Bhavani Prashant, Roy Mainak, Das Deepanjan, Dwidmuthe Samir, Raghute Sumit
Orthopaedics, All India Institute of Medical Sciences, Nagpur, Nagpur, IND.
Cureus. 2024 Apr 17;16(4):e58455. doi: 10.7759/cureus.58455. eCollection 2024 Apr.
Cerclage wiring and tension band wiring are commonly utilized in orthopedic surgeries for patellar fractures, but wire breakage is a recognized complication. This report presents a rare case where a broken cerclage wire exhibited intraarticular intracapsular migration, prompting open removal adjacent to the medial femoral condyle after unsuccessful attempts at arthroscopic extraction. A 50-year-old male with a history of patellar fracture fixation using cerclage and tension band wiring, presented with persistent knee pain and restricted motion. Radiographs revealed a united patellar fracture with a broken cerclage wire, and 3D CT pinpointed the wire fragment in the posterior knee compartment. Arthroscopic removal attempts through standard portals were ineffective, leading to a subsequent open removal via a Burk and Schaffer approach. Intraoperative fluoroscopy guided the thorough dissection, exposing the broken wire deep within the joint capsule, proximal to the intercondylar notch and adjacent to the medial femoral condyle. Meticulous extraction mitigated potential risks of cartilage and neurovascular damage. Follow-up imaging confirmed successful wire removal, and the patient experienced satisfactory functional recovery without significant complications. This case highlights the rare occurrence of intraarticular intracapsular migration of a broken cerclage wire and underscores the importance of timely removal to mitigate risks of cartilage and neurovascular damage.
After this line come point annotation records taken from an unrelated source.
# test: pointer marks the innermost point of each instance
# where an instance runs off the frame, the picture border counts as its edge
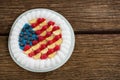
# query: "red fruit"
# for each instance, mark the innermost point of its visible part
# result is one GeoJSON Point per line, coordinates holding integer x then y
{"type": "Point", "coordinates": [50, 51]}
{"type": "Point", "coordinates": [37, 51]}
{"type": "Point", "coordinates": [38, 32]}
{"type": "Point", "coordinates": [51, 23]}
{"type": "Point", "coordinates": [57, 37]}
{"type": "Point", "coordinates": [34, 42]}
{"type": "Point", "coordinates": [43, 46]}
{"type": "Point", "coordinates": [31, 54]}
{"type": "Point", "coordinates": [57, 47]}
{"type": "Point", "coordinates": [44, 27]}
{"type": "Point", "coordinates": [40, 20]}
{"type": "Point", "coordinates": [55, 28]}
{"type": "Point", "coordinates": [33, 25]}
{"type": "Point", "coordinates": [50, 42]}
{"type": "Point", "coordinates": [27, 47]}
{"type": "Point", "coordinates": [43, 56]}
{"type": "Point", "coordinates": [48, 34]}
{"type": "Point", "coordinates": [41, 38]}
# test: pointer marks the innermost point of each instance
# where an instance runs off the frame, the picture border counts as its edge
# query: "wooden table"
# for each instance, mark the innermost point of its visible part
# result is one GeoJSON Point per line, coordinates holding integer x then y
{"type": "Point", "coordinates": [96, 24]}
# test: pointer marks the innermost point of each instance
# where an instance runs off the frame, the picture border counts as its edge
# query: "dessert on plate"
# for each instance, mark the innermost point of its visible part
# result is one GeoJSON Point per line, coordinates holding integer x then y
{"type": "Point", "coordinates": [41, 40]}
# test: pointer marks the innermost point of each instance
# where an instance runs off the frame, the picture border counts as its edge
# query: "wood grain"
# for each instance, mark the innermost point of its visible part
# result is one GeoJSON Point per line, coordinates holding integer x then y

While arthroscopic removal is generally successful, cases of failure may necessitate open extraction, particularly when the wire is located posteriorly. The described approach, assisted by intraoperative fluoroscopy, proved effective in safely removing the broken wire and ensuring optimal patient outcomes.
环扎钢丝和张力带钢丝常用于髌骨骨折的骨科手术,但钢丝断裂是一种公认的并发症。本报告介绍了一例罕见病例,一根断裂的环扎钢丝在关节内囊内移位,在关节镜下取出失败后,在股骨内侧髁附近进行了切开取出。一名50岁男性,有使用环扎和张力带钢丝固定髌骨骨折的病史,出现持续的膝关节疼痛和活动受限。X线片显示髌骨骨折已愈合,有一根断裂的环扎钢丝,三维CT确定钢丝碎片位于膝关节后间隙。通过标准入路进行关节镜下取出尝试无效,随后通过伯克和谢弗方法进行切开取出。术中透视引导彻底解剖,暴露关节囊深处、髁间切迹近端和股骨内侧髁附近的断裂钢丝。细致的取出操作降低了软骨和神经血管损伤的潜在风险。随访影像学检查证实钢丝已成功取出,患者功能恢复满意,无明显并发症。本病例突出了断裂环扎钢丝在关节内囊内移位的罕见情况,并强调了及时取出以降低软骨和神经血管损伤风险的重要性。虽然关节镜下取出通常是成功的,但失败的病例可能需要切开取出,特别是当钢丝位于后方时。所描述的方法在术中透视的辅助下,被证明有效地安全取出了断裂钢丝并确保了最佳的患者预后。